Mkinga is one of the eleven districts of Tanga Region in Tanzania. It was created from Muheza District in 2007. The District covers an area of . The administrative capital of the district is located in a small town called Parungu Kasera. The district is bordered by  Tanga District to the south east and Muheza District to the south west. On the east the district is bordered by the Indian Ocean. On the west Korogwe Korogwe District and Lushoto District. On the north the district borders Kenya.  The highest point in Korogwe District is Mhinduro Peak at 913m.

According to the 2012 Tanzania National Census, the population of Mkinga District was 118,065.

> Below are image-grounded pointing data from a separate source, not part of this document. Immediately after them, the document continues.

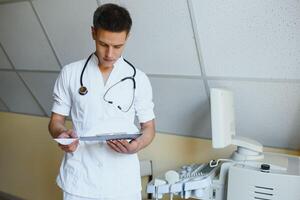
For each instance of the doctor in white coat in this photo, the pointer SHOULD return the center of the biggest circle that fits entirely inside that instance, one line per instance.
(103, 94)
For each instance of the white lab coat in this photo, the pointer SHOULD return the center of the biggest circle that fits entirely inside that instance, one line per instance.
(94, 170)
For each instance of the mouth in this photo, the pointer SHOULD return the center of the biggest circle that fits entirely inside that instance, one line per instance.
(108, 60)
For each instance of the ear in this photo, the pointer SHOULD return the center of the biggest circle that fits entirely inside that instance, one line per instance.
(94, 32)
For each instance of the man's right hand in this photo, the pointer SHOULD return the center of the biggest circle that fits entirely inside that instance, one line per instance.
(71, 147)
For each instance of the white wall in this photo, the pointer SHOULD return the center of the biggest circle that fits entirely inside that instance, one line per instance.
(185, 46)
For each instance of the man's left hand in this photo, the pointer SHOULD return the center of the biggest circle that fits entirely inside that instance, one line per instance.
(123, 146)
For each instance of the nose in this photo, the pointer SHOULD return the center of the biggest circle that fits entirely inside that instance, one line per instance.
(109, 52)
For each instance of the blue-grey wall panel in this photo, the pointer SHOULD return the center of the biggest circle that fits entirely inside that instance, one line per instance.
(266, 112)
(2, 106)
(181, 106)
(41, 85)
(16, 96)
(23, 39)
(69, 29)
(250, 38)
(4, 63)
(162, 39)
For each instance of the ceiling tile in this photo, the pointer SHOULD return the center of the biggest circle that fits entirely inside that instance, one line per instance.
(70, 32)
(16, 96)
(181, 106)
(162, 39)
(23, 39)
(249, 38)
(41, 85)
(266, 112)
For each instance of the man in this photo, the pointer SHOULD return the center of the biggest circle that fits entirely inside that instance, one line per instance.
(105, 102)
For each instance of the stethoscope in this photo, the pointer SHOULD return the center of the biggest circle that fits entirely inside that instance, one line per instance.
(83, 90)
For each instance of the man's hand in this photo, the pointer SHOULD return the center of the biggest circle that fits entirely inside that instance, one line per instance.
(71, 147)
(123, 146)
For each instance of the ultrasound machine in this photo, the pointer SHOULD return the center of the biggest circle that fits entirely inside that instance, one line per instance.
(249, 174)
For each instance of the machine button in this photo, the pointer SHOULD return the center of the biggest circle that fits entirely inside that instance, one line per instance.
(265, 167)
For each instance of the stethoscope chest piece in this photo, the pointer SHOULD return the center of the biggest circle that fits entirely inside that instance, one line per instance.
(82, 90)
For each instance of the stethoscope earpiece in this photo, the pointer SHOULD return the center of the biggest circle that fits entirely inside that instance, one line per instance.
(82, 90)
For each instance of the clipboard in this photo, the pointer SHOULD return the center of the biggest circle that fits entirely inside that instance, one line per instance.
(104, 137)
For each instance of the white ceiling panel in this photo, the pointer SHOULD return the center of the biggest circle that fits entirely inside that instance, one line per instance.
(266, 112)
(250, 38)
(16, 96)
(181, 106)
(162, 39)
(41, 85)
(4, 63)
(69, 29)
(23, 39)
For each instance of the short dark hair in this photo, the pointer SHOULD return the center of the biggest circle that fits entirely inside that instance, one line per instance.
(112, 17)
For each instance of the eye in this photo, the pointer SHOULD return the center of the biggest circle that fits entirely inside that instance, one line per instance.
(118, 47)
(102, 44)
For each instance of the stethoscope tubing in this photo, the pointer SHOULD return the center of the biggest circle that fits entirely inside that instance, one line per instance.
(83, 90)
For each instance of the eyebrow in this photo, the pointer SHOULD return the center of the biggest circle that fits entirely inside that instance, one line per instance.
(112, 45)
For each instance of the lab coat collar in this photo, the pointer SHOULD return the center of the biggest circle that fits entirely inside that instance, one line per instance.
(95, 60)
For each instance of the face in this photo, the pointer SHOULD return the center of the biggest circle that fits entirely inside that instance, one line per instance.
(109, 46)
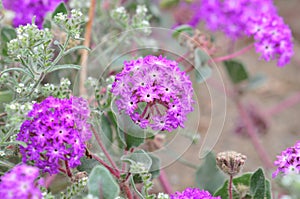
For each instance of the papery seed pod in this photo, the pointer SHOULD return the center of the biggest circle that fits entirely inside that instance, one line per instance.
(230, 162)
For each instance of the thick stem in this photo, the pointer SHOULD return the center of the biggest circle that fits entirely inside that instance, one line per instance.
(99, 141)
(230, 187)
(233, 55)
(254, 137)
(87, 40)
(164, 182)
(111, 170)
(127, 190)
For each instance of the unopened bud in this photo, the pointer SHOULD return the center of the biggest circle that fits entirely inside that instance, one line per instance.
(230, 162)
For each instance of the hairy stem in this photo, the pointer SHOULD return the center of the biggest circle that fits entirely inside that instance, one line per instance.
(69, 173)
(254, 137)
(230, 187)
(164, 182)
(99, 141)
(111, 170)
(84, 54)
(233, 55)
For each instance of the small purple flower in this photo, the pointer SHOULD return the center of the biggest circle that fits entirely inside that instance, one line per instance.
(55, 132)
(20, 182)
(156, 85)
(257, 18)
(288, 161)
(25, 10)
(193, 193)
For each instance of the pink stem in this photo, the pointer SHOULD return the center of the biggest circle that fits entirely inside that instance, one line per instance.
(69, 173)
(48, 180)
(227, 57)
(105, 151)
(253, 135)
(230, 187)
(164, 182)
(287, 103)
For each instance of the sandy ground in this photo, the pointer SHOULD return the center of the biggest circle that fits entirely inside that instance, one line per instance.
(284, 127)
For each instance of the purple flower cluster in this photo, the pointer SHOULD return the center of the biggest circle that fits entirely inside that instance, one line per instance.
(20, 182)
(193, 193)
(157, 86)
(272, 36)
(25, 10)
(232, 16)
(55, 132)
(237, 18)
(288, 161)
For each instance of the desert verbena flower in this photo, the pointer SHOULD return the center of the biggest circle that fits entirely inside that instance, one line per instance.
(288, 161)
(20, 182)
(230, 162)
(55, 132)
(154, 93)
(25, 10)
(237, 18)
(193, 193)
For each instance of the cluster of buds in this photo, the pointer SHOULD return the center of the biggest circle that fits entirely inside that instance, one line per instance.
(230, 162)
(70, 24)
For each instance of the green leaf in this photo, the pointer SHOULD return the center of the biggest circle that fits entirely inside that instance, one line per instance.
(8, 33)
(101, 183)
(22, 70)
(208, 176)
(61, 8)
(241, 187)
(64, 66)
(258, 184)
(87, 164)
(132, 141)
(139, 156)
(268, 194)
(107, 131)
(202, 70)
(47, 24)
(76, 48)
(183, 28)
(155, 166)
(236, 71)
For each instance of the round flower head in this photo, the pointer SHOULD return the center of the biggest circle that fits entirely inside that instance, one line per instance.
(55, 132)
(288, 161)
(193, 193)
(20, 182)
(154, 92)
(25, 10)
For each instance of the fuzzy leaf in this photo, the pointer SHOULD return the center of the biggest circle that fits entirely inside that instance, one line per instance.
(76, 48)
(139, 156)
(180, 29)
(258, 184)
(8, 33)
(64, 66)
(61, 8)
(22, 70)
(101, 184)
(236, 70)
(208, 176)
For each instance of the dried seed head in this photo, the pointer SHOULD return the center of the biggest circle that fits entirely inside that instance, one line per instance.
(230, 162)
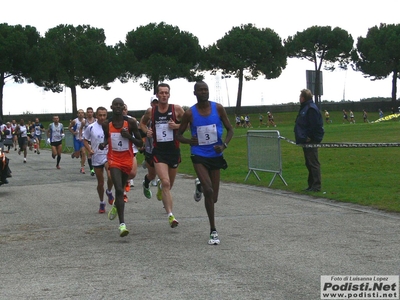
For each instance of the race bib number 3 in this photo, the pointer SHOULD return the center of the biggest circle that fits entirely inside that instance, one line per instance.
(207, 134)
(164, 133)
(118, 142)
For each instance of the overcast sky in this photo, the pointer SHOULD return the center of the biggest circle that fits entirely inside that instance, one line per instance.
(208, 21)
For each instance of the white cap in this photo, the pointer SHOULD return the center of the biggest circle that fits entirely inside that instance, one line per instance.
(153, 98)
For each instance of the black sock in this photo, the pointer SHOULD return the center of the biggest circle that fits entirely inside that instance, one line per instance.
(146, 182)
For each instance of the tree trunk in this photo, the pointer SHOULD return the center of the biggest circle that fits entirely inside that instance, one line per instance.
(239, 96)
(394, 86)
(317, 91)
(74, 106)
(1, 94)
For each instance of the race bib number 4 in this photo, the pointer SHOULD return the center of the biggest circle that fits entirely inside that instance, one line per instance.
(207, 134)
(118, 142)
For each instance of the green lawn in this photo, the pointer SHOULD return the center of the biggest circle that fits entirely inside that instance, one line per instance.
(366, 176)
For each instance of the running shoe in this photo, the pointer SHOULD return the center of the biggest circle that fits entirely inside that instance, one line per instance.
(112, 213)
(214, 239)
(197, 192)
(122, 230)
(172, 221)
(110, 197)
(127, 186)
(146, 191)
(159, 190)
(102, 208)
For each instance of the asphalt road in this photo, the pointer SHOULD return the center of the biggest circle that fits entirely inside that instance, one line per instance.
(274, 244)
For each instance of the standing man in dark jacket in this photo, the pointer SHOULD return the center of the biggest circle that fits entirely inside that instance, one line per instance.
(309, 130)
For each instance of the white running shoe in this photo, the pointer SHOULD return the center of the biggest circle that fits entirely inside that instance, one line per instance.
(214, 239)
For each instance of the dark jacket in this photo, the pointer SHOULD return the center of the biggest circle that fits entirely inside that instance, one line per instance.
(309, 124)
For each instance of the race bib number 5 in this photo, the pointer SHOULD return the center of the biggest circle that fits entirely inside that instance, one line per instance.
(164, 133)
(207, 134)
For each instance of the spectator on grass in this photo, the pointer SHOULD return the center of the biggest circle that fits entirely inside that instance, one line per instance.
(309, 130)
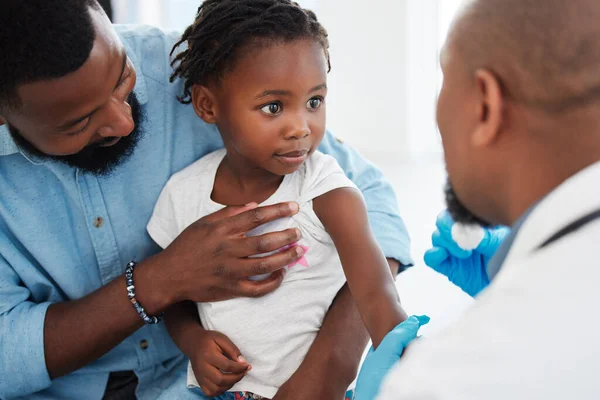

Administrative subdivisions

Wards
As of 2012, Mkinga District is administratively divided into 22 wards:

 Boma
 Bosha
 Bwiti
 Daluni
 Doda
 Duga

 Gombero
 Kigongoi Magharibi
 Kigongoi Mashariki
 Kwale
 Manza

 Mapatano
 Maramba
 Mayomboni
 Mhinduro
 Mkinga

 Mnyenzani
 Moa
 Mtimbwani
 Mwakijembe
 Parungu Kasera
 Sigaya

Transport
Paved trunk road T13 from Tanga to the Kenyan border passes through the district.

Education & Health 
As of 2022, there were 94 Schools in Mkinga District, 79 of are primary schools and 15 are secondary schools.

In Terms of Healthcare facilities, as of 2022 Mkinga District is home to 3 health centers and 27 clinics.